On altıncı kısımda Özbekistan’ın millî yemekleri tanıtılmış ve “Özbek Pilavı” metin üzerinden anlatılarak alıştırma ve testlere yer verilmiştir. “Yeni Kelimeler” başlığı altında tablo hazırlanarak Özbekçede kullanılan pek çok kelime gösterilmiştir. Bu bölümde gramer bilgisi olarak sıfat-fiiller konusu işlenmiştir. On yedinci ünitede “Sağlık” konusuyla ilgili bir okuma parçası verilmiş ve alıştırmalarla ilgili terminoloji pekiştirilmiştir. Gramer bilgisi olarak zarf-fiiller konusu işlenmiştir.
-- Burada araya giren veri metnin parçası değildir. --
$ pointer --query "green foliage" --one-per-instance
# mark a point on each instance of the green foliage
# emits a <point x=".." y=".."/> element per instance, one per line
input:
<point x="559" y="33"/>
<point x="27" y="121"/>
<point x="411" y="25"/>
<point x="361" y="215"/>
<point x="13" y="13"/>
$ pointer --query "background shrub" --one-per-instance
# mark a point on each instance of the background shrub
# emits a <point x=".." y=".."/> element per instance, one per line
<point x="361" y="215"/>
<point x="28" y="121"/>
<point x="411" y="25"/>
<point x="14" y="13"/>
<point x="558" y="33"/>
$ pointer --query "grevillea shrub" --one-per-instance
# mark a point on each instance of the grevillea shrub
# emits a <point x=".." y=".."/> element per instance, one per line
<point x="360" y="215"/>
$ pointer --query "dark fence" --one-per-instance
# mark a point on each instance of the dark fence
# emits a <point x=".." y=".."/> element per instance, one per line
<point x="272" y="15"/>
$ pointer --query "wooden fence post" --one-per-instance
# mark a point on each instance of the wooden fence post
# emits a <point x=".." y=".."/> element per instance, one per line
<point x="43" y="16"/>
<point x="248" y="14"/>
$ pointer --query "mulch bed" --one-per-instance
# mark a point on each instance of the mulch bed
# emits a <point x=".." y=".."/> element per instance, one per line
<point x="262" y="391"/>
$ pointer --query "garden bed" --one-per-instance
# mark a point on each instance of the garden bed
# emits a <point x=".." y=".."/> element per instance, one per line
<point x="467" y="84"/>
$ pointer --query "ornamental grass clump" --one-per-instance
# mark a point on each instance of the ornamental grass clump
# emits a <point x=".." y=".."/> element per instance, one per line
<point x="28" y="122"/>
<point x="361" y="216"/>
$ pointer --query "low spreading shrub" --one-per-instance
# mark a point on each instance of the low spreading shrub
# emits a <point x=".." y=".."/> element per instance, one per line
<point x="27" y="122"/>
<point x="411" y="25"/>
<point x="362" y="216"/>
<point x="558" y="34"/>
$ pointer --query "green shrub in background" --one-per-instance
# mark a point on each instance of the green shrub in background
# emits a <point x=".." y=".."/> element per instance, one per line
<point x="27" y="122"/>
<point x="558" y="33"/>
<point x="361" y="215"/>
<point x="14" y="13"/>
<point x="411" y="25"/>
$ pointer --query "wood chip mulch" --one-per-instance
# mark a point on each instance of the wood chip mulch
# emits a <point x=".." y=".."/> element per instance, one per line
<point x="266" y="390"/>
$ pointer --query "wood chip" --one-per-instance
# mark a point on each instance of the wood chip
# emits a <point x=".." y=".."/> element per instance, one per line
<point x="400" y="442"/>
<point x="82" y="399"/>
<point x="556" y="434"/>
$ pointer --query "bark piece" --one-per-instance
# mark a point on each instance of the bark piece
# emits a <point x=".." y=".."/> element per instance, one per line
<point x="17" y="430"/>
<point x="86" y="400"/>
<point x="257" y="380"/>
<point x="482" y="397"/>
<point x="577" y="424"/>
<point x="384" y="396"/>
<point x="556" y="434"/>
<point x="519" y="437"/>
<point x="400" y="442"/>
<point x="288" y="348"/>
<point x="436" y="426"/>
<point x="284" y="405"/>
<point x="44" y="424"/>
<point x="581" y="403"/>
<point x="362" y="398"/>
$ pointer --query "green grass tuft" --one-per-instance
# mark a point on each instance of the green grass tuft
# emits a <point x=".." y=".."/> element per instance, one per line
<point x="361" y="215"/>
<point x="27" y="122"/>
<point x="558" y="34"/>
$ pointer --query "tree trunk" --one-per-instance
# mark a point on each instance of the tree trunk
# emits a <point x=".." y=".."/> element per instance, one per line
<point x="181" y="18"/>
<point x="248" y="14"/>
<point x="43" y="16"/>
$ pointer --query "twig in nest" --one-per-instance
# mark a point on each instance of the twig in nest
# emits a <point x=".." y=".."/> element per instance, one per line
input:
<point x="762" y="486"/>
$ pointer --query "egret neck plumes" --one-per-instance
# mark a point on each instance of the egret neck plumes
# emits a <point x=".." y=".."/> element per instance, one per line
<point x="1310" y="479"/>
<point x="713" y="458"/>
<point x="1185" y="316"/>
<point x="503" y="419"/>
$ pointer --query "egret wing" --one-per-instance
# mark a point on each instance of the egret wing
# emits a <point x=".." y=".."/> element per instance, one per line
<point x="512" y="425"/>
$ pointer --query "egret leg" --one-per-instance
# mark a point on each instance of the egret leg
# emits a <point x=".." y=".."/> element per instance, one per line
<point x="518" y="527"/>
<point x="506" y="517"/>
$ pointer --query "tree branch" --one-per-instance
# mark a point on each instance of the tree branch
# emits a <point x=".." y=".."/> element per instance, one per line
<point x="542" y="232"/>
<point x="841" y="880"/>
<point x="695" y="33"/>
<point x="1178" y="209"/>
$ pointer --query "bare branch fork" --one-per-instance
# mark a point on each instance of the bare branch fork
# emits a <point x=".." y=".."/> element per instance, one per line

On sekizinci ünitede “Dağa Seyahat” adlı metinde Özbeklerin tatil zamanlarında yaptığı etkinlikler anlatılmıştır. Gramer bilgisi olarak işteş fiil konusuyla ilgili alıştırmalar hazırlanmıştır. On dokuzuncu ünitede “Özbek Millî Güreşi”nin tanıtıldığı okuma parçasına ve yeni kelimeler tablosunda Özbekçede yaygın kullanılan sözcüklere yer verilmiştir. “Çolpan’ın Hayatı ve Sanatı” adlı okuma parçası konu olarak seçilmiştir. Burada gramer bilgisi olarak edatlar konusu işlenmiş ve örneklerle gösterilmiştir.
Yirminci ünitede ise temel konu “Kıyafetler” başlığı ile belirlenmiş, Özbeklerin millî giyimlerine ve kıyafet terimlerine değinilmiştir. Burada cümle bilgisi, hedef gramer konusu olarak belirlenmiş ve Zahiriddin Muhammed Babür’ün hayatının anlatıldığı okuma parçası üzerinden konu pekiştirilmiştir. Eseri farklı kılan bir özellik de okurun motivasyonunu yüksek tutmak ve takip mekanizmasını sağlamak amacıyla metinde kullanılan sözcüklerin, eser sonunda sözlük olarak verilmesidir.
Sonuç olarak Özbekçe Öğreniyoruz (Oʻzbekcha Oʻrganamiz) adlı çalışmanın, muhtevasındaki güncel ve özgün verilerle Özbekçeye ilgi duyan öğrenciler başta olmak üzere hemen her araştırmacıya doyurucu ve dikkate değer bir katkı sunacağı ve başvuru kaynağı olacağı açıktır. Türkoloji’ye kazandırılan bu eser vesileyle Prof. Dr. Juliboy Eltazarov, Doç. Dr. Kenan Koç ve Öğr. Gör. Ikhtiyor Yokubov’a teşekkür ederiz.